Monthly Archives: October 2015

Reading Between the Lines

By Mark Hanzlik, Executive Director

Poynter is taking stock of the alt-weeklies again and with the recent sale of The Village Voice, declared the altmedia industry is sliding at a particular angle that seems to be measured only by the performance of its largest markets.

It’s hard to deny the decline across-the-board in revenue, staffing, printed pages, and readership.   That’s apparent with nearly all print products in some form or another these days.   Certainly the daily newspaper industry has taken a larger hit, as have some magazines and classified-shopper publication with aging reader base and advertisers becoming more difficult to count on.   For Altmedia though it has been a mixed bag with property sales of many larger publications taking most of the negative spotlight.   The larger altmedia properties were dealing with declining economies of scale as their ad base contracted.  Many smaller publications already operated with less resources.   As they say, the bigger you are the harder the fall.
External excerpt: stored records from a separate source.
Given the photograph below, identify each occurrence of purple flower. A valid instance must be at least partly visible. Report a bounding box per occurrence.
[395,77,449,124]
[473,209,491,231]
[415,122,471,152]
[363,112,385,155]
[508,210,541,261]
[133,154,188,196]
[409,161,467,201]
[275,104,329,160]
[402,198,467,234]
citypaperWhile there were a lot of publications changing hands in 2015, Philadelphia City Paper was the only casualty, publishing its’ final issue a week ago.   Philly Weekly and City Paper competed for Philadelphia readers for more than 20 years in one of the closest contests within the Altmedia industry.

After the closure of Philly City Paper,  five AltMedia major markets with two competing weeklies remain publishing in the U.S.

In Portland, Willamette Week and Portland Mercury are as different as The Seattle Weekly and The Stranger are in Seattle.

Farther South, San Diego still has two weeklies providing coverage; the long-standing San Diego Reader and no-longer-an-upstart San Diego CityBeat still printing every week.

Also in the West, Las Vegas where there have been as many as five alternative publications publishing at once, Las Vegas Weekly nearly stands alone with Vegas Seven still breathing, though neither is alternative by yesterday’s standards.

Finally, Chicago still supports two venerable weeklies in their own right, The Reader and smaller yet still feisty Newcity.

Altmedia properties in mid-size and smaller markets have faired much better and particularly those bolstered by a strong college base or State Capital.   There’s plenty of good news and life left in AltMedia across the country.  The health of this industry can’t be measured in the closure of one weekly in over-crowded two paper markets or with the sale of publishing properties previously owned by Village Voice Media.